General Illness Information

Common Name:

Hyperlipidemia, Hypercholesterolemia

Medical Term: Hyperlipidemia

Description: Abnormally high levels of fat in the blood. Serum cholesterol higher than 200 mg/dL (5.18 mmol/L).  High risk: Serum cholesterol higher than 240 mg/dL (6.22 mmol/L)

High density lipoprotein fraction of cholesterol (HDL) is protective [“Good Cholesterol”]

Low density lipoprotein (LDL) is atherogenic [“bad cholesterol”]

This is a serious and “silent” problem in North America.

120 million people with cholesterol 200 mg/dL (5.18 mmol/L) or more, 60 million with 240 mg/dL (6.22 mmol/L) or more.



  • Diet;
  • Heredity;
  • Obesity;
  • Sedentary life-style;
  • Stress.

Secondary to other disorders:

  • Hypothyroidism;
  • Diabetes mellitus;
  • Nephrotic syndrome;
  • Obstructive liver disease;
  • Progestins;
  • Anabolic steroids;
  • Diuretics except indapamide;
  • Beta blockers except those with intrinsic sympathomimetic activity (ISA);
  • Some immunosuppressants.


  • Eat a diet that is low in fat. Exercise regularly;
  • If you have diabetes, adhere closely to your treatment program;
  • Get a medical test to check your blood level of cholesterol and its fractions.

Signs & Symptoms

  • Corneal arcus (whitish ring around the pupil) before 50;
  • Xanthomata, Xanthelasma ( fat deposits on eyelids, face);
  • Arterial bruits ( loud arterial sounds, denote arterial narrowing);
  • Claudication ( pain in extremity, on minimal exertion);
  • Angina pectoris;
  • Stroke;
  • Myocardial infarction (Heart attack).

Risk Factors

  • Obesity;
  • Heredity;
  • Sedentary lifestyle;
  • Lack of exercise.

Diagnosis & Treatment

For diagnosis, a laboratory blood study to measure blood lipids. The patient must be fasting at least 10 hours to obtain a valid lipid level. Consumption of caffeine prior to the test may increase the cholesterol level.

General Measures:

Requires intervention: HDL less than 35 mg/dL (0.78 mmol/L), LDL greater than 160 mg/dL (4.14 mmol/L).

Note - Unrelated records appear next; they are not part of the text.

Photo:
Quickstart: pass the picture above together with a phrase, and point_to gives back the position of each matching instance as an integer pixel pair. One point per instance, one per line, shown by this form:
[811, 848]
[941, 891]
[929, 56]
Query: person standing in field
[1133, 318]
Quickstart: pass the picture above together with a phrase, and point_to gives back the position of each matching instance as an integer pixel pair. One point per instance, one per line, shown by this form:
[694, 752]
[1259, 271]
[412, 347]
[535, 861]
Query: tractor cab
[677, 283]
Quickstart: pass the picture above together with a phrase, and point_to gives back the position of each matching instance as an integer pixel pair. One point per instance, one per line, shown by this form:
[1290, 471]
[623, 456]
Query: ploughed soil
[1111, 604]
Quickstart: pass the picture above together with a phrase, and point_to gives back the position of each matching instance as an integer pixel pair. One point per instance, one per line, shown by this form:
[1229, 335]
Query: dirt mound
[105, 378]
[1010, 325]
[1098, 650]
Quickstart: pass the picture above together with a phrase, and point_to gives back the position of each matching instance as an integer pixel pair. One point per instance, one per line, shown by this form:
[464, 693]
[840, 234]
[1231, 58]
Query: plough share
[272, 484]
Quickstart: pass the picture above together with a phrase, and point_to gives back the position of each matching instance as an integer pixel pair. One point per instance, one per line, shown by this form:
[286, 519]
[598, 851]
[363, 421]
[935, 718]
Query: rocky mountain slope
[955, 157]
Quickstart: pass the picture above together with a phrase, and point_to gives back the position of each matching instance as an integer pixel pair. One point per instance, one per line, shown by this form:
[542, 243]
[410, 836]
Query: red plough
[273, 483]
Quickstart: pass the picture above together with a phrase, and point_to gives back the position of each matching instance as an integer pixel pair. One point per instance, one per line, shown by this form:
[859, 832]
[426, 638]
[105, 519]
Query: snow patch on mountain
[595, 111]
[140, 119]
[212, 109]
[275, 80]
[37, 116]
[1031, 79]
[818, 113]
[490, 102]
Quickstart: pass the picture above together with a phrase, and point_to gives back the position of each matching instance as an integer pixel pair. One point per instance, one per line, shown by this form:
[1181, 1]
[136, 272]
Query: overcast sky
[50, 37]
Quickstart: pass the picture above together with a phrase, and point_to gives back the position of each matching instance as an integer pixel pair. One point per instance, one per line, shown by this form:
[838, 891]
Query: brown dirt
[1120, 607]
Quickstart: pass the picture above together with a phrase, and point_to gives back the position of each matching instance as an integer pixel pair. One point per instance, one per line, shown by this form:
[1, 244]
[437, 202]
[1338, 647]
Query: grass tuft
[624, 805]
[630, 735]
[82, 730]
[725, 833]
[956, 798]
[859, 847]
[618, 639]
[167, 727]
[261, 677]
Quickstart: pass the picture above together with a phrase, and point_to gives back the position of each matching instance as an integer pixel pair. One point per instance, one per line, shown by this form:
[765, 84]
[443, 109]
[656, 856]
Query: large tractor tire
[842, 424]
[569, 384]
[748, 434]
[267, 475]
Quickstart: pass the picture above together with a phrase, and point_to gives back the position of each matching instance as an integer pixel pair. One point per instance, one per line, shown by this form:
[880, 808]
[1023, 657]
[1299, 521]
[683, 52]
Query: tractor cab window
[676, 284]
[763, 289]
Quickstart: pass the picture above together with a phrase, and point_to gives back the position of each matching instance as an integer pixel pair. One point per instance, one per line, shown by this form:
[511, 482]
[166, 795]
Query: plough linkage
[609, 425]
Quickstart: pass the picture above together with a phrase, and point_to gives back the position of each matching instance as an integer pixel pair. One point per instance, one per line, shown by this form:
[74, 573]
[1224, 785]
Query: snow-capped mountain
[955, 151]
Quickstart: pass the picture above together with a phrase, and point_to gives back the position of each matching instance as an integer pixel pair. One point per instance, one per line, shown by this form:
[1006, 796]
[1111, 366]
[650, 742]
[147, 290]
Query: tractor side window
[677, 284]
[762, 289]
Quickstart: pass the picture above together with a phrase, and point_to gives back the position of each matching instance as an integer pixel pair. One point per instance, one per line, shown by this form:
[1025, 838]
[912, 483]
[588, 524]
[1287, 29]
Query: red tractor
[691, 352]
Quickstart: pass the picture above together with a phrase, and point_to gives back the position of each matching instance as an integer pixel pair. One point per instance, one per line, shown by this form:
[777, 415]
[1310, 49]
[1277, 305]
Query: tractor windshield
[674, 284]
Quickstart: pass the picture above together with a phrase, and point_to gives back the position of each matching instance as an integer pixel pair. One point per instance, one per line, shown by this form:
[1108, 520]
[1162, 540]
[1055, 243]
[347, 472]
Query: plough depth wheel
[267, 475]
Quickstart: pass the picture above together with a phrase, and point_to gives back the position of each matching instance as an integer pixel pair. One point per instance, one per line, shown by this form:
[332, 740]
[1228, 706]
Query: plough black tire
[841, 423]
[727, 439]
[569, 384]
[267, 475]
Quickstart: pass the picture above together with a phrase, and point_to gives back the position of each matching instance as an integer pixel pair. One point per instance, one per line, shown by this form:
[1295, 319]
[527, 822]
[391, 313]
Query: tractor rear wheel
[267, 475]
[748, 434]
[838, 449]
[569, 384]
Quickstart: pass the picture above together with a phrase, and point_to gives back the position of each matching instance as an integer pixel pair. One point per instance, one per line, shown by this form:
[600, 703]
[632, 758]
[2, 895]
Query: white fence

Recently, LDL acceptable levels have been lowered by the American Heart Association, and these are being correlated with cardiac risk factors of diabetes, hypertension, coronary event, smoking, peripheral vascular disease, severe obesity, strong family history, to initiate treatment early.


Drugs of choice are a class of drugs termed as “statins”:

  • Fluvastatin (Lescol), lovastatin (Mevacor), pravastatin (Pravachol), 20-40 mg per day, or cerivastatin (Baycol) 0.3-0.4 mg taken in evening. Effects: 20-40% LDL decrease, decreases triglycerides;
  • Simvastatin (Zocor) 5-80 mg may decrease LDL 50%, raise HDL, lower triglycerides;
  • Atorvastatin (Lipitor)10-80 mg may be taken any time of day, may decrease LDL 60%, also raises HDL and lowers triglycerides;
  • Liver function must be checked periodically.


No restrictions.


  • A diet low in fats is mandatory;
  • Reduce all dietary fats. Olive oil should be preferentially used;
  • Increase fiber, increase intake of fruits, vegetables, whole grains, and garlic;
  • Emphasize, vegetarian, meatless, egg less, cheese-less meals, with poultry, fish, and nonfat milk or yogurt;
  • Minimal daily alcohol use may increase HDL;
  • Dietary adherence to low fat and cholesterol generally may be expected to result in a 10% LDL reduction;
  • Intake of too many carbohydrates with a high glycemic index, e.g., bread rice, pasta, potatoes, will make weight loss and cholesterol reduction more difficult.

Possible Complications :

Coronary heart disease, cerebrovascular disease, generalized arteriosclerosis.


  • 1% decrease in cholesterol results in 2% decreased risk of coronary heart disease.

Primary prevention of coronary artery disease is very important, and includes dramatic reduction of LDL cholesterol, and modification of all the coronary risk factors:

  • Diabetes, hypertension, previous coronary event, smoking, peripheral vascular disease, severe obesityж
  • If treatment as above initiated early, with complete compliance, risk of coronary event can be reduced dramatically.